Il soumet le projet à Paoli, le 16 mars 1791, mais il s’attire un refus : « L’Histoire ne s’écrit pas dans les années de jeunesse. » Ce refus refroidit l’ardeur paoliste de Bonaparte.

En juin 1791, il est affecté d’Auxonne à Valence.

Il commence un quatrième séjour en Corse de septembre 1791 à mai 1792. Il est engagé maintenant dans la vie politique corse. Il devient lieutenant-colonel du 2ème bataillon de volontaires Corses. Retour en France en mai 1792. Il assiste au sac des Tuileries le 10 août.

15 octobre 1792 : C’est un cinquième séjour en Corse qui tourne mal. 11 juin 1793 : il quitte la Corse pour fuir les partisans de Paoli.

Il n’écrira plus sur la Corse. Elle sort de ses pensées immédiates. Il n’en écrira pas l’histoire. Mais à Sainte-Hélène comme nous le rappelle Le Mémorial, il l’évoquera avec nostalgie. 29 mai 1816 : « La Conversation est tombée sur la Corse et y est demeurée plus d’une heure. La Patrie est toujours chère disait l’Empereur. La Corse avait mille charmes, il en détaillait les grands traits. Sur la coupe hardie de la structure physique, il disait que les habitants insulaires ont toujours quelque chose d’original par suite de leur isolement.

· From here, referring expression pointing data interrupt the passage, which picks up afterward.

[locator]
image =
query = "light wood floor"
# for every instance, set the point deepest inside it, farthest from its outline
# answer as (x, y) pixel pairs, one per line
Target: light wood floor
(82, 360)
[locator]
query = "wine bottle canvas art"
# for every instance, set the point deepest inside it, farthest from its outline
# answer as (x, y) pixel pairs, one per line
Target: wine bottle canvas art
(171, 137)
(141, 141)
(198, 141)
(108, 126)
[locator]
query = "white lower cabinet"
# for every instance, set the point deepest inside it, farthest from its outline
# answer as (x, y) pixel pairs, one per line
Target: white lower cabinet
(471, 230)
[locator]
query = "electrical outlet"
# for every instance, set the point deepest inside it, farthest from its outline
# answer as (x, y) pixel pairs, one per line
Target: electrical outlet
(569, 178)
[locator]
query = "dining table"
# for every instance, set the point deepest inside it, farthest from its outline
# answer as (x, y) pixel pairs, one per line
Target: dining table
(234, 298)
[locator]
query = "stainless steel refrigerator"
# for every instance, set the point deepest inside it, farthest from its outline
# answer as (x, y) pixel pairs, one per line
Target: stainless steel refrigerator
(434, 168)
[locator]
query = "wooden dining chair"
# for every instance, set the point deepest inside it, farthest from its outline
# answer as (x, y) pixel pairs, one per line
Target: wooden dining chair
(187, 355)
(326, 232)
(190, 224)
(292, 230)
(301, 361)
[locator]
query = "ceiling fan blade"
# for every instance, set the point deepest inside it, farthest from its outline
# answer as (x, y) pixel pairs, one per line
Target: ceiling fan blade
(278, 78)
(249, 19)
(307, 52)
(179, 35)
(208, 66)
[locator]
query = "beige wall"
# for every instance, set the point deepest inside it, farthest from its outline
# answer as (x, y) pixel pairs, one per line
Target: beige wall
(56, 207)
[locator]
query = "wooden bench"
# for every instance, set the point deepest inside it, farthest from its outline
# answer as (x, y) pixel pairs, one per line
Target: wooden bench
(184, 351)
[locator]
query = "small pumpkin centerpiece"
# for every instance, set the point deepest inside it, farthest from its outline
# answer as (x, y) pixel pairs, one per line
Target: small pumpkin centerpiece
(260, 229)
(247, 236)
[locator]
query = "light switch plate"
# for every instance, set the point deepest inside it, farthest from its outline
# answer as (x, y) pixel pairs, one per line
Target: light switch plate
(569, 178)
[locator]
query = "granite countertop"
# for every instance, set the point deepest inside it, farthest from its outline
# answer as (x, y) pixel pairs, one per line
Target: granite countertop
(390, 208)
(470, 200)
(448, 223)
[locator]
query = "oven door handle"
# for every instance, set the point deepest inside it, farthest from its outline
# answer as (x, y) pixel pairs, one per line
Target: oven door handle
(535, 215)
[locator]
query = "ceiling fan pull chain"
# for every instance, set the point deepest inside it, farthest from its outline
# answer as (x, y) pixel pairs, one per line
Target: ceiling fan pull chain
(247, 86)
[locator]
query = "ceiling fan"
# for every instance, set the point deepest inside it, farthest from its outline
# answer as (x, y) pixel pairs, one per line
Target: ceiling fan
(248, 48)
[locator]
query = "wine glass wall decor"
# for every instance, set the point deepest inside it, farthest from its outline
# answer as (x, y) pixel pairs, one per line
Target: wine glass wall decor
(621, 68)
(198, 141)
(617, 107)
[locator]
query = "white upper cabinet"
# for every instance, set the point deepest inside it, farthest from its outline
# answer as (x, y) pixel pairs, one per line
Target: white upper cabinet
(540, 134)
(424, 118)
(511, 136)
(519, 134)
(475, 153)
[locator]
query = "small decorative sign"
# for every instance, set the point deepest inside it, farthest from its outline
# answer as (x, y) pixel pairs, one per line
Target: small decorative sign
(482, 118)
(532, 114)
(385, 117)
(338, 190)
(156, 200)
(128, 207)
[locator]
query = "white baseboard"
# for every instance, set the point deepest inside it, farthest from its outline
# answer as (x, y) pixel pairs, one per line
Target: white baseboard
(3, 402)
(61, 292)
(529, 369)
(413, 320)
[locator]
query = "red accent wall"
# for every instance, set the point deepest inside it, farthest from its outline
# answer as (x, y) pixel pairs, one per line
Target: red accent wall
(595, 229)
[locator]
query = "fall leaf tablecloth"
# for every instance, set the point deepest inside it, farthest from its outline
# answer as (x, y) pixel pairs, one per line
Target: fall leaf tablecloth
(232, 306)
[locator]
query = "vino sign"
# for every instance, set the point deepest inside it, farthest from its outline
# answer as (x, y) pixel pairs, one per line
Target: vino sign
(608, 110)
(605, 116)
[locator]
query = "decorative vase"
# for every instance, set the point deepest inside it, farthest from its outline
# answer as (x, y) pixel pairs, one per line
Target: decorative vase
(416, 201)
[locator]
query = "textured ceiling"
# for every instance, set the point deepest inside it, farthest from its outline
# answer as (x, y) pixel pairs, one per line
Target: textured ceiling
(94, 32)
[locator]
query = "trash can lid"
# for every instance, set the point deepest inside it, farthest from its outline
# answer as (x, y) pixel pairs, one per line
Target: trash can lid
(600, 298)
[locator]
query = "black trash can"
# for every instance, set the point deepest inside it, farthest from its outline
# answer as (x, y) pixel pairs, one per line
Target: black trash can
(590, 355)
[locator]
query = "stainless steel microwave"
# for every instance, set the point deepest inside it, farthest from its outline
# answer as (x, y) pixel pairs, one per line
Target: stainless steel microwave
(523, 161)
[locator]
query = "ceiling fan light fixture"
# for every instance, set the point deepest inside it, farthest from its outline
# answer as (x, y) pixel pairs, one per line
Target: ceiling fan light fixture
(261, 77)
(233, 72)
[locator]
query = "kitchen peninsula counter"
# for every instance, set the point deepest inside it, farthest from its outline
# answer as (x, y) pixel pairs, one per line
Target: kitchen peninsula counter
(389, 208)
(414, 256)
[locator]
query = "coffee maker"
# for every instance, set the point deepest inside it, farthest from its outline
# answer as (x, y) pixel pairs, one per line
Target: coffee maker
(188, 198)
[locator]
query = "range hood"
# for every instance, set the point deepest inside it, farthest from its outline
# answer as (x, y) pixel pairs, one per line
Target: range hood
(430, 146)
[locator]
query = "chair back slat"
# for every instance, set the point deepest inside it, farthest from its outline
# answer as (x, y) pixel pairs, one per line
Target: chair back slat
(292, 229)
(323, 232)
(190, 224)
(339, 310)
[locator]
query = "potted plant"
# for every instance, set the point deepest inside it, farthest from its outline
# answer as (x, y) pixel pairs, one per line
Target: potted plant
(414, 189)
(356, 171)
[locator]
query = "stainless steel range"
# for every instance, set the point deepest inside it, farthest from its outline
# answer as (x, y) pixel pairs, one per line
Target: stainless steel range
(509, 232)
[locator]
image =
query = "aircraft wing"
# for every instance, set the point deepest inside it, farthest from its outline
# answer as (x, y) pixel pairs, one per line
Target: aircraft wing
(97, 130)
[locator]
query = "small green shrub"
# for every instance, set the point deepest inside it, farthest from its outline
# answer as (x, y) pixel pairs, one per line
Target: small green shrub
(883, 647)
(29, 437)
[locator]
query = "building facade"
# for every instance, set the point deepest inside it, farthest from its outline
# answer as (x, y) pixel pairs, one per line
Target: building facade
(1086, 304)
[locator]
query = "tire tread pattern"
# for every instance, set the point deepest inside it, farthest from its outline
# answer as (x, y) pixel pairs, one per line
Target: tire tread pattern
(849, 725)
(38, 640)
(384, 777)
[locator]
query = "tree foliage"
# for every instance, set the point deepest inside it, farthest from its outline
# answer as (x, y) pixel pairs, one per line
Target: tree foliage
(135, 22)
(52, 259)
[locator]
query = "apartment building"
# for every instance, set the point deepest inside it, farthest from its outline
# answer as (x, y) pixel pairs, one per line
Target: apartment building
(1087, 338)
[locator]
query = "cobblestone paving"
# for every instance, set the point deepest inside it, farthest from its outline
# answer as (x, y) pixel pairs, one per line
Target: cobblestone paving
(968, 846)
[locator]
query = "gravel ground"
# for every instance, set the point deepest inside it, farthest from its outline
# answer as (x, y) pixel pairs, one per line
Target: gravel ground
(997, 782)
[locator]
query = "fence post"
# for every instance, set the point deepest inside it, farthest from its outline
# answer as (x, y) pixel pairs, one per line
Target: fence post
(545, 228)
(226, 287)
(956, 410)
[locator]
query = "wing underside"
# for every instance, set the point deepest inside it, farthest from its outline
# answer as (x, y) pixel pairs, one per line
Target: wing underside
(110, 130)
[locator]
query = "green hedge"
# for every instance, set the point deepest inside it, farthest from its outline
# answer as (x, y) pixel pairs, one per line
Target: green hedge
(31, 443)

Tout y était meilleur, il n’était pas jusqu’à l’odeur du sol même ; elle lui eût suffi pour le deviner les yeux fermés. Il ne l’avait retrouvée nulle part. »

Napoléon c’est l’inventeur de la France moderne, c’est l’Empereur d’une Europe presque entièrement sous sa domination, mais c’est avant tout l’enfant de cette Corse qu’il n’a jamais oubliée.